Sunday, August 20, 2006

Absurd is the man who chooses to be free by donning the shackles of slavery...

The absurd is the essential concept and the first truth.

Albert Camus


Are we all Sisyphus? Do we all toil and drive towards that which we will never achieve? That which we can never achieve? Do we push and strain to get the boulder up the mountain, to have the apex at hand, only to have that boulder tumble down to the bottom? And what feelings do we have at that moment? What do we think as the boulder haphazardly plummets to the foot of the mount, erasing all that we had done and hoped to do? What are we to think then? What are we to feel? Are we to become sorrowful and loathsome? Are we to know that this is our fate? To accept? To deny?


It does not matter. Either choice leads to the same outcome. Whether we choose to accept reality as it stands; as a wretched and futile occupation that ultimately leads to death or to give birth to meaning as the precursor of existence.
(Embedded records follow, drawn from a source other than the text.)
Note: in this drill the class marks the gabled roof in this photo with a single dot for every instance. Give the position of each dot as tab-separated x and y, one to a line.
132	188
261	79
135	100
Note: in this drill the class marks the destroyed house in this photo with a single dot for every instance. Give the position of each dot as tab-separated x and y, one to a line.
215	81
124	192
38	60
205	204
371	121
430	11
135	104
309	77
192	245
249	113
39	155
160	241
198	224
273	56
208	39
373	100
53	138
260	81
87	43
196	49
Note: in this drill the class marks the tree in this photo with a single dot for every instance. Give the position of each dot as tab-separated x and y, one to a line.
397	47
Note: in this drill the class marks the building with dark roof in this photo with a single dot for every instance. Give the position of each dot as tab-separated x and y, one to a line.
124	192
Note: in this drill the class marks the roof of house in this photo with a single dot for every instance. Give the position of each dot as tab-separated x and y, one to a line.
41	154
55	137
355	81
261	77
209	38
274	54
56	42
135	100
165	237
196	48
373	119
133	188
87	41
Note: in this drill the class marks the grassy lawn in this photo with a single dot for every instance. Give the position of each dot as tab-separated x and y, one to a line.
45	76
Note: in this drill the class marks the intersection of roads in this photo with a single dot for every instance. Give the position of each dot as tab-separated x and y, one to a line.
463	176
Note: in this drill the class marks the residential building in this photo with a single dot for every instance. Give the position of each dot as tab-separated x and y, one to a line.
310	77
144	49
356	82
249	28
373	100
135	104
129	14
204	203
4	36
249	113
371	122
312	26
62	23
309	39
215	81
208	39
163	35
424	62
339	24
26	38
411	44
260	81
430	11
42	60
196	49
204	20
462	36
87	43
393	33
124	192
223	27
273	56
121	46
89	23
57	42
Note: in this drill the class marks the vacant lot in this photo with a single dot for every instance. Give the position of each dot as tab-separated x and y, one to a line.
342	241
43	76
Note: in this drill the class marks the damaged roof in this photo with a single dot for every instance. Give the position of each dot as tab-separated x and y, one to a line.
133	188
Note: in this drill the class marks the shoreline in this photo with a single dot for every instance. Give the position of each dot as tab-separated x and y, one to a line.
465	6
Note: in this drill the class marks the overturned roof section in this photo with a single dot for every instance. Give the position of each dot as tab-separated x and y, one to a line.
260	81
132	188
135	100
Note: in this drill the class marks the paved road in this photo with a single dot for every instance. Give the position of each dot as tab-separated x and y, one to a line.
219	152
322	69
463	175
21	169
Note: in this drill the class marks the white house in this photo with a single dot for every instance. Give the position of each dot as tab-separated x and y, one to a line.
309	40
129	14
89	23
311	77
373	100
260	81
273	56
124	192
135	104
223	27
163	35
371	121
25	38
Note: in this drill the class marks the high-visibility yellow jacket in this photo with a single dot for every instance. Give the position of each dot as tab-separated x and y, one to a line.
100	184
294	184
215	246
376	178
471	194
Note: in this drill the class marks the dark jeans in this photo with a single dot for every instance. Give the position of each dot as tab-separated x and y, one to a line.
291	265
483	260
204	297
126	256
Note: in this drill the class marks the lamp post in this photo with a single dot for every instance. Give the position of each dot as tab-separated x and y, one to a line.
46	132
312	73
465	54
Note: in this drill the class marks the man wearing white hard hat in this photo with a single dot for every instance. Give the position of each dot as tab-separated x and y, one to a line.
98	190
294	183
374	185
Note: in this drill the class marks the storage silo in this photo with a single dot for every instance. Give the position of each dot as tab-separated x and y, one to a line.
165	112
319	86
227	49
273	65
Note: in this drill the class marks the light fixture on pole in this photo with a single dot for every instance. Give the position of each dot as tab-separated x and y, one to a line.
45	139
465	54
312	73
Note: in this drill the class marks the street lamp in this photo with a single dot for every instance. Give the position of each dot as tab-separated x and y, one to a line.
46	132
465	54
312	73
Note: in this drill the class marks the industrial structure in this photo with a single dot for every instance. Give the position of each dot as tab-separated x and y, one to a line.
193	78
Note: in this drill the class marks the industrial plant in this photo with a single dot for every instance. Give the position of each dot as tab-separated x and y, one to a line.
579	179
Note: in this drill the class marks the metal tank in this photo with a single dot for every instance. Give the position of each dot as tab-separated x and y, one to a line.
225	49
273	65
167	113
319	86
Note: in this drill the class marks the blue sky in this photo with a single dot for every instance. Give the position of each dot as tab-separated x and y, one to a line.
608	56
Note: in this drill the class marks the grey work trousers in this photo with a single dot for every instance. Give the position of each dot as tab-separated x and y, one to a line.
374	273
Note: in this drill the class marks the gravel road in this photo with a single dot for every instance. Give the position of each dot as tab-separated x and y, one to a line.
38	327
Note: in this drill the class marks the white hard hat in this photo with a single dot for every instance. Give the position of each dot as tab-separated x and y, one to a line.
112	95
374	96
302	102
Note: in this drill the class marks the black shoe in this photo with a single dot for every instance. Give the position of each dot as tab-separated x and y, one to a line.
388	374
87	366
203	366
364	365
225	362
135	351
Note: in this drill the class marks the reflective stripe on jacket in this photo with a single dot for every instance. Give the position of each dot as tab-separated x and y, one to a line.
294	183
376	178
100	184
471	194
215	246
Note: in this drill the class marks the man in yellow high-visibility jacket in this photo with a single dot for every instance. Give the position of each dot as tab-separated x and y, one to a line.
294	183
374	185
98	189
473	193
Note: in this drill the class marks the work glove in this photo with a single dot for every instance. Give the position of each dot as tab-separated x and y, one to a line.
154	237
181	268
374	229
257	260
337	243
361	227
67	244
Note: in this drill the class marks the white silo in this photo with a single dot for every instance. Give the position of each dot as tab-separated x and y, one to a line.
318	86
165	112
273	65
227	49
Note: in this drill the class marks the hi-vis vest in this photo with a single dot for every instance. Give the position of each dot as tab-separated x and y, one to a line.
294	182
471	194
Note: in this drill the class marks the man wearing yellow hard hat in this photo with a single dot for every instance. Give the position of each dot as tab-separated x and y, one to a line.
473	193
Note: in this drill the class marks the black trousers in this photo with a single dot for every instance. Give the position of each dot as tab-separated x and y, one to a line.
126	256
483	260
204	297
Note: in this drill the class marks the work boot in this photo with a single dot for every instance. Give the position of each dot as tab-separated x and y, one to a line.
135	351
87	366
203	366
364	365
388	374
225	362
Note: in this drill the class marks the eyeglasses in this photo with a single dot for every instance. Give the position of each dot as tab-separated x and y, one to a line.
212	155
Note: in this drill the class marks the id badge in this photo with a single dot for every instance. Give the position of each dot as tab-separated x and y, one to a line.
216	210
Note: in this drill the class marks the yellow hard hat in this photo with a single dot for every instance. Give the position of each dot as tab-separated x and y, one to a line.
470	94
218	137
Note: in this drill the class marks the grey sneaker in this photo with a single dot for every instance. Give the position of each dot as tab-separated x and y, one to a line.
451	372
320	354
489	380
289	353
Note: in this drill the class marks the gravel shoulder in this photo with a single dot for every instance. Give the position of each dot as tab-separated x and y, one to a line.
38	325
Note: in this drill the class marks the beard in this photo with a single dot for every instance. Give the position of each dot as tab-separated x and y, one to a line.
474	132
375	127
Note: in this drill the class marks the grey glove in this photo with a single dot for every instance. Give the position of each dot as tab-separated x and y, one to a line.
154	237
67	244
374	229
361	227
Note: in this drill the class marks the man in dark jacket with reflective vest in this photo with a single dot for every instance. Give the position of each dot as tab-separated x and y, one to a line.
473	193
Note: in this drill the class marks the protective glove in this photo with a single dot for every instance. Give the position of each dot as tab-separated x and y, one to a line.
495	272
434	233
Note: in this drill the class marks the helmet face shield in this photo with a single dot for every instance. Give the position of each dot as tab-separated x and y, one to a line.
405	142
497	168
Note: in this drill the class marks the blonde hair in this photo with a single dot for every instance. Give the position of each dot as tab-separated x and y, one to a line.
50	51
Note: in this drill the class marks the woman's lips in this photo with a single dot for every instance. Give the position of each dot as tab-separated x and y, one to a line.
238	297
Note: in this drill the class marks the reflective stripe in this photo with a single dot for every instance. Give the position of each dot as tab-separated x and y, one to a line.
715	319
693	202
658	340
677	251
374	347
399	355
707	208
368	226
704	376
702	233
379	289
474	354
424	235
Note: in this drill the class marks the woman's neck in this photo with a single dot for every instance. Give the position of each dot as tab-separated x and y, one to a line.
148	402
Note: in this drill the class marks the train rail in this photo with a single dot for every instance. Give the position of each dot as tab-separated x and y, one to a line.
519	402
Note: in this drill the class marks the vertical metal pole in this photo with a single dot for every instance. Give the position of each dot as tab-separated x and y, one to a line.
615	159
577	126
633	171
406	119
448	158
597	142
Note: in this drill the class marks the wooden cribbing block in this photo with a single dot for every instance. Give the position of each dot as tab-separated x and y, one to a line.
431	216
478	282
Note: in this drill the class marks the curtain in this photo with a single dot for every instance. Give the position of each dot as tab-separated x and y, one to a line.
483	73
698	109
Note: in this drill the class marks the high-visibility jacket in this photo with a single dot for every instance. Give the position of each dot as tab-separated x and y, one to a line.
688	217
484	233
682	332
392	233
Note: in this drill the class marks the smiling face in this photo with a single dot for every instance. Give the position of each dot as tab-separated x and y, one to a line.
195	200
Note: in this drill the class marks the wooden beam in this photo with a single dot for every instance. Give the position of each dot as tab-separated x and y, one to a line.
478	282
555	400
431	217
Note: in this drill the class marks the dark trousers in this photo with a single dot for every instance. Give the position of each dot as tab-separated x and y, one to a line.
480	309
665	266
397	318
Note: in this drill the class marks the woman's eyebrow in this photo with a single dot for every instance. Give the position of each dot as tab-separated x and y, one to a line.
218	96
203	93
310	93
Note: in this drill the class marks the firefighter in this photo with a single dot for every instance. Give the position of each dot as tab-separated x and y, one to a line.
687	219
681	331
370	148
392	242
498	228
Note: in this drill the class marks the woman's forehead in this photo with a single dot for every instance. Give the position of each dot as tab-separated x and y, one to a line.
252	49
Every stance, from total nihilism to humanistic utopianism, presents each individual with infinite options, infinite choice. Whether existence be finite or everlasting, whether the soul has substance or consciousness be a product of biological processes beyond control, whether we be children of god or the emergent property of evolution; there is no path that is closed.
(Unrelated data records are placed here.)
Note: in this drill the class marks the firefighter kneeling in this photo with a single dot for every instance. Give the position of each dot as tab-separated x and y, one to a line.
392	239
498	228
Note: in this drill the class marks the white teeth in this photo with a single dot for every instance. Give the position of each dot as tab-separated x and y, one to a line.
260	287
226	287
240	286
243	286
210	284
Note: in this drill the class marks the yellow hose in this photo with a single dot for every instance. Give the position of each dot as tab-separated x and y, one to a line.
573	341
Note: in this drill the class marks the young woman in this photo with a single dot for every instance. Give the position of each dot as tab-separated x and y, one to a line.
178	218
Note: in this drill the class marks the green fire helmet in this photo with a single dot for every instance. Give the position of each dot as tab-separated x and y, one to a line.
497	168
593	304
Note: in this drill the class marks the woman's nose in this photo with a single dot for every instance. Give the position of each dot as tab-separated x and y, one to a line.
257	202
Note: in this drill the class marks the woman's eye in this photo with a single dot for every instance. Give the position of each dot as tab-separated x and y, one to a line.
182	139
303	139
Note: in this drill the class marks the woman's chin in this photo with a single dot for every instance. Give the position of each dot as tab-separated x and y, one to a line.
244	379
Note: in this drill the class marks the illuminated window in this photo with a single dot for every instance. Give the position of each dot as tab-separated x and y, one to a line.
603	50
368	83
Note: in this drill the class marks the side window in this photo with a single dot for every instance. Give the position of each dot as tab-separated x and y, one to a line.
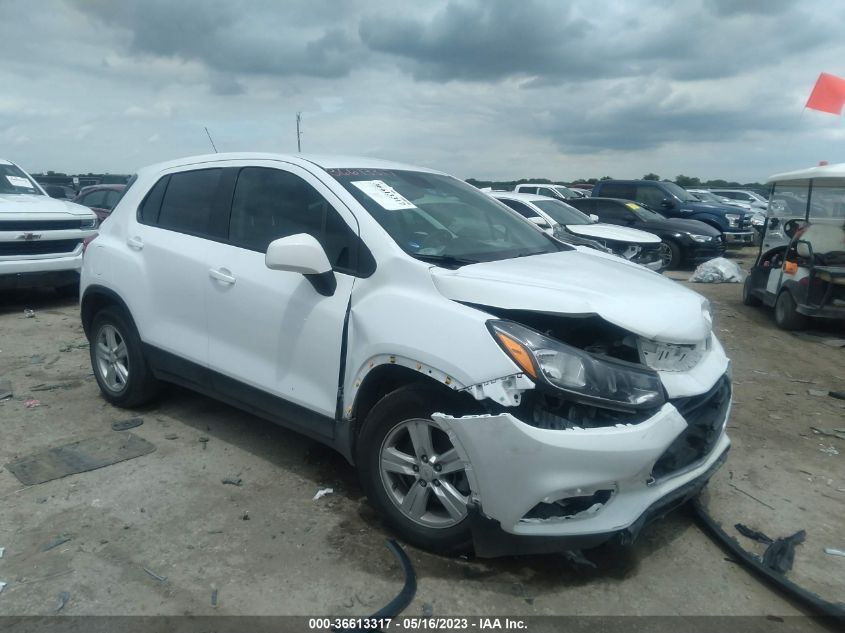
650	196
612	211
270	203
150	207
187	203
617	190
94	199
522	209
112	197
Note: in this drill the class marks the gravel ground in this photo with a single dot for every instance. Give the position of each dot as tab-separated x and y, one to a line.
267	548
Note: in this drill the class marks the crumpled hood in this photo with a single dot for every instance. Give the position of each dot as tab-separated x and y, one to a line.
612	232
26	203
579	283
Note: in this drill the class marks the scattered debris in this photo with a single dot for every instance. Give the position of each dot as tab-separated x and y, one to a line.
577	557
716	271
59	540
123	425
155	575
837	433
749	495
322	493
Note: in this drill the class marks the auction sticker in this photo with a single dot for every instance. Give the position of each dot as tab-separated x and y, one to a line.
385	195
17	181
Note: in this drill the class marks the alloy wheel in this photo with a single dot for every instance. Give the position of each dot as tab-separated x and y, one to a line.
423	474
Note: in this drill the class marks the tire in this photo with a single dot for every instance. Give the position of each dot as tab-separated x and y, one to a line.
787	316
117	358
396	427
670	254
748	298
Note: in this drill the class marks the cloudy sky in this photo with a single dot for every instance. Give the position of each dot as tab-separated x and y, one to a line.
494	89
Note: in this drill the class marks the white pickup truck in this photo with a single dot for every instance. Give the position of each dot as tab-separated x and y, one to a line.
41	238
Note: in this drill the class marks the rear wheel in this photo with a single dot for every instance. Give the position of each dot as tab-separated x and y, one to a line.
118	361
412	472
748	298
670	255
787	316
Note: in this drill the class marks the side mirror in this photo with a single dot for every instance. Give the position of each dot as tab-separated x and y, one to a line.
302	254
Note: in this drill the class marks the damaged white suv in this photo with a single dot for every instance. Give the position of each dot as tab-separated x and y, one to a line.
494	387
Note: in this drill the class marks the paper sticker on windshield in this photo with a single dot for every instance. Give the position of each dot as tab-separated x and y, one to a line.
385	195
17	181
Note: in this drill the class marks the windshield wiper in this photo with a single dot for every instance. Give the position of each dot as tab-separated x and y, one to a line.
446	260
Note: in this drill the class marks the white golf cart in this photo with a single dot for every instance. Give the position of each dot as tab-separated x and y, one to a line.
800	269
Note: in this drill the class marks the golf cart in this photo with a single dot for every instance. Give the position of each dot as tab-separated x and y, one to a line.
800	269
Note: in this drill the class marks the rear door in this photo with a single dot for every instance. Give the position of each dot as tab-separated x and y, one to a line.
169	239
273	339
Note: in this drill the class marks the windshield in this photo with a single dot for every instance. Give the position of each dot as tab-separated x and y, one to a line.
644	214
679	192
561	212
438	218
15	181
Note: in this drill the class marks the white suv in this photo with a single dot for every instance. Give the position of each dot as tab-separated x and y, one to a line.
493	386
41	238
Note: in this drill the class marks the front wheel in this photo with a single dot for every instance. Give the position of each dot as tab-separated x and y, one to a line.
787	316
413	474
118	360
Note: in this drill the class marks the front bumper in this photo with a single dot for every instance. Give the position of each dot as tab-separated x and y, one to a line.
513	468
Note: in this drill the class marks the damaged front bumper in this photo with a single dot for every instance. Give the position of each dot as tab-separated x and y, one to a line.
538	490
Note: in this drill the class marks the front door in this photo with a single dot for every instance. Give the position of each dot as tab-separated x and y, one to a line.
271	330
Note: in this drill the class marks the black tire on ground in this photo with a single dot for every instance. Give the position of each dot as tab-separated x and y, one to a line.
140	386
787	316
415	401
671	254
748	298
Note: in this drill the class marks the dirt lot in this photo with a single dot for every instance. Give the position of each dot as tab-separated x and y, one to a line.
170	513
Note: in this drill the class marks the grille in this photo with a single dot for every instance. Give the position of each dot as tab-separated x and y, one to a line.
38	247
36	225
704	415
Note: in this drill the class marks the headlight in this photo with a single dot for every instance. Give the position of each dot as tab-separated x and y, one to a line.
612	383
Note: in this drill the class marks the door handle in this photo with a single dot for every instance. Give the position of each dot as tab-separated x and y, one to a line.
222	275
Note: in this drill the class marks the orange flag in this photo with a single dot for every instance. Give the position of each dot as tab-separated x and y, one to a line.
828	95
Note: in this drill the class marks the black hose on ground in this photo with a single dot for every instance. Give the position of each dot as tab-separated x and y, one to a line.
815	604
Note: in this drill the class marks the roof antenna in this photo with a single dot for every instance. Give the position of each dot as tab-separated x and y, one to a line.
210	139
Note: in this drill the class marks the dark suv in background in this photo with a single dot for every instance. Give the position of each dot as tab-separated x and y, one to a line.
673	201
682	241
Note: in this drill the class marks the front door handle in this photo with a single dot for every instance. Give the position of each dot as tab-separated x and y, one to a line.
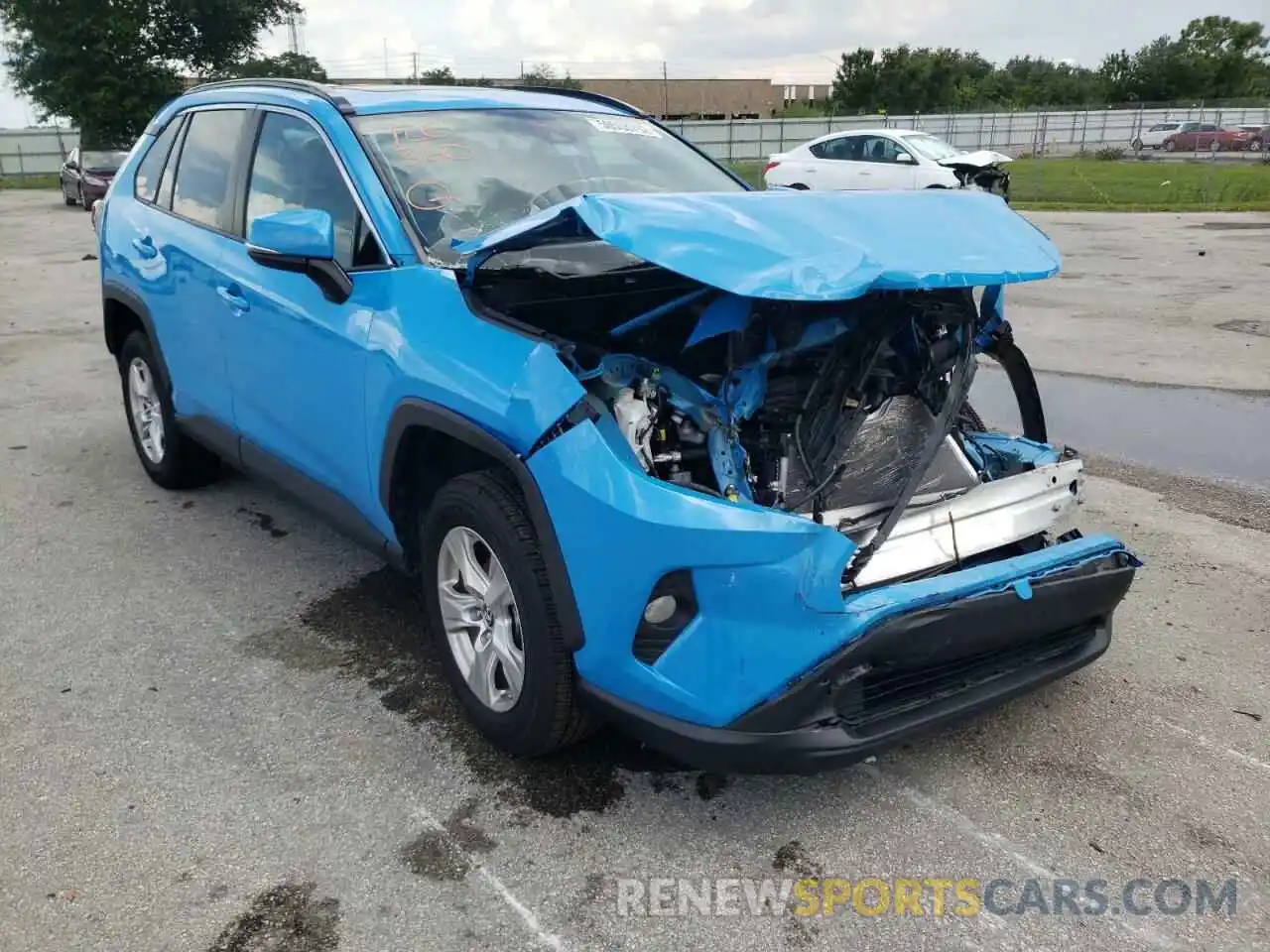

And it is in those moments, those brief and fleeting periods of lucidity, when the universe is laid out before each person, its infinity made tangible and visible, that we find fear. When we stare into the abyss we find trepidation. We may study the abyss, but it also studies us. It probes our depths and veiled recesses. It reveals our secrets and our denials, lays them bare before us and forces each to confront his own demons. And yet we are deceived. This abyss exists only to deny and negate existence. The abyss is defined, is made up of, is substantiated by the lack of definition, the lack of being, the lack of substance. It is not a denial of existence, but a privation of substantive existence. A being composed of non-being. A dasein which is complete and total in its lacking. An existence that is brought into being through consciousness, and must, as a necessary paradox, be continuously confronted with its own placement, or displacement, in the world. The abyss is nothingness. But this nothingness can only be brought about through a certain kind of being. It, the abyss, can only exist when being confronts itself, when being becomes aware of its place within the world and the possibility of total displacement.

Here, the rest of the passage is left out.